Russia’s ambassador to Afghanistan Dmitry Zhirnov has praised the Taliban’s conduct describing their approach as “good, positive and business-like” and said the hardline Islamist group had made Kabul safer in the first 24 hours than it had been under the previous authorities.
“The situation is peaceful and good and everything has calmed down in the city. The situation in Kabul now under the Taliban is better than it was under (President) Ashraf Ghani,” Zhirnov said while speaking to Moscow’s Ekho Moskvy radio station, according to Reuters.
“Yesterday the regime fell like a house of cards. There was a feeling of disorder, a power vacuum, and looters came out on the streets,” Zhirnov said, reported Reuters. Ghani fled on Sunday as the Taliban seized control of the country with lightning speed stunning countries across the world. The Afghan president said he left the country as he wanted to prevent bloodshed. There is no official confirmation of his whereabouts.
Russia’s state news agency RIA Novosti reported that the Russian embassy in Kabul alleged on Monday that Ghani fled from Kabul with four cars and a helicopter full of cash. “The collapse of the regime … is most eloquently characterised by how Ghani escaped from Afghanistan: four cars were filled with money, they tried to shove another part of the money into a helicopter, but not everything fit. And some of the money was left lying on the tarmac,” embassy spokesman Nikita Ishchenko was quoted saying in the report.
Russian President Vladimir Putin’s special representative on Afghanistan, Zamir Kabulov, said on Monday Ghani’s flight from Kabul was “disgraceful,” and that the Afghan president “deserves to be brought to justice and held accountable by the Afghan people.”

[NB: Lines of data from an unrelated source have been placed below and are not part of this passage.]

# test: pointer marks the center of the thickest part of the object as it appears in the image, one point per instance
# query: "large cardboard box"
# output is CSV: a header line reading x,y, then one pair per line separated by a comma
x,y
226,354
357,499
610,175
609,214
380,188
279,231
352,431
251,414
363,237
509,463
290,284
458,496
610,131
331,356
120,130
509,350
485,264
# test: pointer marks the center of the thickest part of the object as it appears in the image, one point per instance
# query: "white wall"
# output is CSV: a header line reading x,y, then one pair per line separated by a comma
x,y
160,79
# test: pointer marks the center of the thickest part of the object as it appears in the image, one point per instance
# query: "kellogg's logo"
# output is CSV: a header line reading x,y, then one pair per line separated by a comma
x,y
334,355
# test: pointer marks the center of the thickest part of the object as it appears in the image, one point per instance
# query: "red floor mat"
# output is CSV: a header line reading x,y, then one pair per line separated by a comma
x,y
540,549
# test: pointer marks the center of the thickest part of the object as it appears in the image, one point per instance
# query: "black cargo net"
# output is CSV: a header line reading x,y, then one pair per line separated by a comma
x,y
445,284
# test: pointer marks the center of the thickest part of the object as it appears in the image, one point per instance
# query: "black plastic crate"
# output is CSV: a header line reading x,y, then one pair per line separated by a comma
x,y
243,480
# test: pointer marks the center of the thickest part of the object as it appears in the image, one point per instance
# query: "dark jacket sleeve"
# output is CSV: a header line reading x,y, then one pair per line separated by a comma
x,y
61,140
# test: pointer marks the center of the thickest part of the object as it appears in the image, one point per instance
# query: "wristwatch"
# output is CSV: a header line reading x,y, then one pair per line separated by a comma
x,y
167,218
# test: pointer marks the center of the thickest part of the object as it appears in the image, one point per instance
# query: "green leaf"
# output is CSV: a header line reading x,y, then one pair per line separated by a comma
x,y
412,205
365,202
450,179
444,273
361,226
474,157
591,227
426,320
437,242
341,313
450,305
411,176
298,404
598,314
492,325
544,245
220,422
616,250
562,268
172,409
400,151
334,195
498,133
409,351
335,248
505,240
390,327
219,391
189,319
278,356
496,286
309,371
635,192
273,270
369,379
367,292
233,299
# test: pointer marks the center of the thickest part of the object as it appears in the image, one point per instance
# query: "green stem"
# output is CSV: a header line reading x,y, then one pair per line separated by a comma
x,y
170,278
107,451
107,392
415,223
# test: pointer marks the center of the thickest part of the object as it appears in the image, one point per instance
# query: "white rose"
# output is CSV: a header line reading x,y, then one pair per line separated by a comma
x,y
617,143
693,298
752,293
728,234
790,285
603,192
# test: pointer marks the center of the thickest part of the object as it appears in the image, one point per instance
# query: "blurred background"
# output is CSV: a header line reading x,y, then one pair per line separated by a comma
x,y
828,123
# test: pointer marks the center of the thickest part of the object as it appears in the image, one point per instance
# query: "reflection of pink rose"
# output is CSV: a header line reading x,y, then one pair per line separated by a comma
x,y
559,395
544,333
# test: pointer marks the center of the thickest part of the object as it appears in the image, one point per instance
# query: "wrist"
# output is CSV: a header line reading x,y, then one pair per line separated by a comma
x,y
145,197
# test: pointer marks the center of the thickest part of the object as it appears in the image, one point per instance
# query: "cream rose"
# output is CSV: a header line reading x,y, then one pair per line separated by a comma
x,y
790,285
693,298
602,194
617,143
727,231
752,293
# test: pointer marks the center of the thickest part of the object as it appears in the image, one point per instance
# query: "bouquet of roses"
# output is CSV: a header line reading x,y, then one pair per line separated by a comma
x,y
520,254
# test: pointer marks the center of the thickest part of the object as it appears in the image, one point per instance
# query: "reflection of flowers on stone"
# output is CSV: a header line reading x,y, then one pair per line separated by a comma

Zhirnov said initially unarmed Taliban units had entered the capital and asked government and US forces to surrender their weapons and their main armed units entered later once Ghani fled and imposed a curfew. The Russian ambassador added the Taliban have already taken control of the security perimeter of the Russian embassy, which has over 100 staff. He said he would hold detailed security talks with the Taliban on Tuesday.
The Taliban had promised, in line with earlier agreements, to protect Russian diplomats, he said. He said schools in Kabul, including those for girls, had started functioning again.
Russia has reached out to the Taliban in recent years and hosted its representatives in Moscow several times, most recently last month. The country once tried and failed to control the hardline Islamist group before the Soviet Union withdrew its last forces in 1989.
Kabulov said on Monday that Moscow’s long campaign to build ties with the Taliban appeared now to be paying off. “It’s not for nothing that we’ve been establishing contacts with the Taliban movement for the last seven years. We saw that this force would in the end if not completely come to power would play a leading role in the future of Afghanistan in any case,” Kabulov told Ekho Moskvy.
Kabulov said Russia would decide on recognising the new Taliban government based “on the conduct of the new authorities” and that his country “established working contacts with representatives of the new authorities”.